Может быть, мне и самой было неловко перед Франсуа, хотя в области чувств я не страдала от избытка щепетильности… Как бы то ни было, но я приучила себя думать о Гавейне в прошедшем времени.
Наверно, все бы так и шло, если бы не неожиданное несчастье – умерла моя мать. Ее сбил грузовик на углу парижского бульвара. Мама привыкла ходить, как во времена дилижансов, игнорируя переходы и светофоры: если ей нужно было пересечь улицу, она просто поднимала руку, властным жестом призывая кучера притормозить. Но шофер не смог сразу остановить свои лошадиные силы, и моя мать, получив под колесами грузовика тяжелые травмы, скончалась несколько дней спустя, глубоко шокированная невоспитанностью нынешних водителей.

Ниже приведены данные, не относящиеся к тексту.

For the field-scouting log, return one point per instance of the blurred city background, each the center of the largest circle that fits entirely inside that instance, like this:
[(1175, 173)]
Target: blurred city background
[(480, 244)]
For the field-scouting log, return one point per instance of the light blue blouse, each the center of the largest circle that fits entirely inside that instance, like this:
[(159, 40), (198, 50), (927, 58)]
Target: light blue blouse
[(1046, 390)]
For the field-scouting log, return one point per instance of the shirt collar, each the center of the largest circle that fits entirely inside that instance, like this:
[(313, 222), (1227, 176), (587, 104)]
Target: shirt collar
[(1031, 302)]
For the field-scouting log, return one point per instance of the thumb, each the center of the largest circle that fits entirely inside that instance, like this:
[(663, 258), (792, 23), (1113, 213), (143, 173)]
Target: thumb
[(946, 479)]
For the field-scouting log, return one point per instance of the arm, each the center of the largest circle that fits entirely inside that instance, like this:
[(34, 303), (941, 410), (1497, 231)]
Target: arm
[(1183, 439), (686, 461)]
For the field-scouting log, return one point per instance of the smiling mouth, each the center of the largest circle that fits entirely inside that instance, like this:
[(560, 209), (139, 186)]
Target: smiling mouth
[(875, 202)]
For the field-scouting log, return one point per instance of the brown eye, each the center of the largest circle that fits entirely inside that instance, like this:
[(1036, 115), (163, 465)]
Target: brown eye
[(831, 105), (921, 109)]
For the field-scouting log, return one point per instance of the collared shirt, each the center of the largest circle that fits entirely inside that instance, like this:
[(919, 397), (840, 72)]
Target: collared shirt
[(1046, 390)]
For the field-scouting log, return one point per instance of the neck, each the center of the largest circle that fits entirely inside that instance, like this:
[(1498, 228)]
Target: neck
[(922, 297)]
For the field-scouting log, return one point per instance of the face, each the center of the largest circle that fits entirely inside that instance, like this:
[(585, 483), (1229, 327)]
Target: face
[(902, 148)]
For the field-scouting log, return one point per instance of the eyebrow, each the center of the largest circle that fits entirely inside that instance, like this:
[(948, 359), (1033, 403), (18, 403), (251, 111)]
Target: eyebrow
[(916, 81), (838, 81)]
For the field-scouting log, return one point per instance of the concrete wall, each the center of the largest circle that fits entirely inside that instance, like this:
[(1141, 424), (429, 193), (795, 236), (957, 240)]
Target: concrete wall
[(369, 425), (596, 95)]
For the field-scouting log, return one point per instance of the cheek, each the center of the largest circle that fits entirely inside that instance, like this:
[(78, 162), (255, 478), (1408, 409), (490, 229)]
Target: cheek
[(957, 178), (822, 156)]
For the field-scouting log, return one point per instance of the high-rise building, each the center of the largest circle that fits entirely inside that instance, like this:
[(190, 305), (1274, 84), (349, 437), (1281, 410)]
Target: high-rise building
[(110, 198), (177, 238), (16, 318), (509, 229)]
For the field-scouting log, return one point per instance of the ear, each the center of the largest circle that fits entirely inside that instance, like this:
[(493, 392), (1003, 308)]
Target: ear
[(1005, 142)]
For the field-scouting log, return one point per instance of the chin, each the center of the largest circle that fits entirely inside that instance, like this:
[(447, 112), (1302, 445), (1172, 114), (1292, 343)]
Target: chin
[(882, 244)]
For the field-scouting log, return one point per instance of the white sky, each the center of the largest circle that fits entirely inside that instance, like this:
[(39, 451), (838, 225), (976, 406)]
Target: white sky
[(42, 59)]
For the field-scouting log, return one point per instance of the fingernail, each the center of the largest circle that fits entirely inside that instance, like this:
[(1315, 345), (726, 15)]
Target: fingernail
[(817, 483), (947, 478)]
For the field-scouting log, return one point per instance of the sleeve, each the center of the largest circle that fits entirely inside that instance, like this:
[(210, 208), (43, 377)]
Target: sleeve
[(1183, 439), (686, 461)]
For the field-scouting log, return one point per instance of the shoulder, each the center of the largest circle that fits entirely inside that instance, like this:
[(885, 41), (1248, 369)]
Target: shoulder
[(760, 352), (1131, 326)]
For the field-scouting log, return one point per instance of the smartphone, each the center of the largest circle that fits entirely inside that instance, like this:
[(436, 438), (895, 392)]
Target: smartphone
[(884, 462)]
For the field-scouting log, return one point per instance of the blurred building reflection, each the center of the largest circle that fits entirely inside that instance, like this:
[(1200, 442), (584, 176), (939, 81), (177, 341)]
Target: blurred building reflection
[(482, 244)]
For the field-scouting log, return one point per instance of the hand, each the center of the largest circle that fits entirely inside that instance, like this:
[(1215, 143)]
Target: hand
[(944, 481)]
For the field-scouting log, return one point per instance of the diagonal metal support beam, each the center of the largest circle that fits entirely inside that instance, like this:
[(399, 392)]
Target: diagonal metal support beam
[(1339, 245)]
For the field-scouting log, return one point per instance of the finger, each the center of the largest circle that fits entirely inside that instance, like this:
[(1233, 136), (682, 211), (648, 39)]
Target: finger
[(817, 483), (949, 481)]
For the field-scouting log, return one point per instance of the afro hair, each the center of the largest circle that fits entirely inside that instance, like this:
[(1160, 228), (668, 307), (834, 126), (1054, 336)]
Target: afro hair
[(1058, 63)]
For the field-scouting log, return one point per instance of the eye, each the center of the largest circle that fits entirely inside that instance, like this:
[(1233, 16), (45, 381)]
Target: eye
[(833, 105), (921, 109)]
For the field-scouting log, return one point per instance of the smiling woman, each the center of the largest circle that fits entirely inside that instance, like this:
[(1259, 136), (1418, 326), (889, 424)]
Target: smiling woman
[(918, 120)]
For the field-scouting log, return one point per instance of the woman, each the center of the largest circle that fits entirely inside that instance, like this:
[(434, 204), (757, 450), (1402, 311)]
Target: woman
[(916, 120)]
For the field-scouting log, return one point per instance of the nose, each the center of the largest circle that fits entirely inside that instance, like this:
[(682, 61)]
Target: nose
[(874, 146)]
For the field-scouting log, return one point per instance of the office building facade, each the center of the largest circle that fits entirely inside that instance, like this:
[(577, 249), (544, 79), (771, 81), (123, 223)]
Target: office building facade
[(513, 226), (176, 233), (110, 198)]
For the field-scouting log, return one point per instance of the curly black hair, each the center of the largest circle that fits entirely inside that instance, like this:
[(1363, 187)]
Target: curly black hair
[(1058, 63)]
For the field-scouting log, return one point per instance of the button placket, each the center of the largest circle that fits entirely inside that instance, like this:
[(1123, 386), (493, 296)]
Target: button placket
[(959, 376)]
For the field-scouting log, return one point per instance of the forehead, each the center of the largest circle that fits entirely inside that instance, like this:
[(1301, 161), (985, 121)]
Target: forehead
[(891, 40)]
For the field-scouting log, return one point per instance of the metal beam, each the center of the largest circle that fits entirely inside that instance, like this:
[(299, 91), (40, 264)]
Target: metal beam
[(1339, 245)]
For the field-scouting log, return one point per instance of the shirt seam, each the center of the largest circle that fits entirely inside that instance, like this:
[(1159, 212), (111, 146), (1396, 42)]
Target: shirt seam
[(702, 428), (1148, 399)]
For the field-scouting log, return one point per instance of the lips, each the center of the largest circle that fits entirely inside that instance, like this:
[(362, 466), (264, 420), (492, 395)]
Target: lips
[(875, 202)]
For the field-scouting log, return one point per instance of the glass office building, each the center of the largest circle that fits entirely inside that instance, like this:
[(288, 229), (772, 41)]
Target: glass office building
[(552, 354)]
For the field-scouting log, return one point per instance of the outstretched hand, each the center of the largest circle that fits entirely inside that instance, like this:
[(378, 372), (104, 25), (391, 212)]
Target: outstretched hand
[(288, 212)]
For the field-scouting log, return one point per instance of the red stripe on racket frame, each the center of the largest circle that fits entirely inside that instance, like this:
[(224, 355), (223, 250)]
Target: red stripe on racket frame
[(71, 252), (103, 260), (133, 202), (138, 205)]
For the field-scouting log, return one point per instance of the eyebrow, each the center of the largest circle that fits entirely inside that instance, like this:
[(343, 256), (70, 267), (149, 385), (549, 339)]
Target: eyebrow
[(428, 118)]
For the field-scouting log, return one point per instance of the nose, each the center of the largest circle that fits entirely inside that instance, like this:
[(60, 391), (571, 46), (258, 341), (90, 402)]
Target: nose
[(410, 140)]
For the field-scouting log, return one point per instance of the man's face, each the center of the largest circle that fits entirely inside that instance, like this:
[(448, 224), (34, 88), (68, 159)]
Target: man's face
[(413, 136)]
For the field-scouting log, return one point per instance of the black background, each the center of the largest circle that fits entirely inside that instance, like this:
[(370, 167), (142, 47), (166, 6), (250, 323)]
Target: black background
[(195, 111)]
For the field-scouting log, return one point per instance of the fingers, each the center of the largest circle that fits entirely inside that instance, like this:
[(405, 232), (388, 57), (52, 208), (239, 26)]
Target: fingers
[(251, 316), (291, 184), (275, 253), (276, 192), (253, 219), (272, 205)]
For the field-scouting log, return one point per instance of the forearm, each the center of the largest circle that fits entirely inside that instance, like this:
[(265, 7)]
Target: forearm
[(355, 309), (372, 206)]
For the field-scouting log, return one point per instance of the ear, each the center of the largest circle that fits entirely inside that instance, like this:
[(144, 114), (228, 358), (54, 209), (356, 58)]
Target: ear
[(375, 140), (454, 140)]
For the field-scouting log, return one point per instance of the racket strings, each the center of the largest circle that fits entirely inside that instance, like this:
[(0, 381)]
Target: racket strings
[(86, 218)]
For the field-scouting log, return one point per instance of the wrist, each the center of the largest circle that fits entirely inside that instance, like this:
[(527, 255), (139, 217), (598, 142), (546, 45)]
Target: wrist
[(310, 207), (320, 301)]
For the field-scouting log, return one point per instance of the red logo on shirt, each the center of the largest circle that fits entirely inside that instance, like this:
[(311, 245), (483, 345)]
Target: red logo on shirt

В шестьдесят восемь лет она сохранила завидное здоровье и не собиралась в обозримом будущем покидать этот мир, а потому я хоть и знала: придется со временем приучить себя к мысли, что она когда-нибудь не будет жить на одной планете со мной, но все откладывала это на потом. Сидя в больнице возле ее неподвижной и безмолвной оболочки – она так и не пришла в сознание, – я с ужасом понимала, что никогда больше, сколько еще ни проживу, не смогу произнести самую простую фразу: «Алло! Мама?» Она уходила и уносила с собой самое первое в жизни слово, защищавшее меня от всех невзгод. Это первое и чаще всего единственное предательство матери, когда она покидает вас вот так, без предупреждения.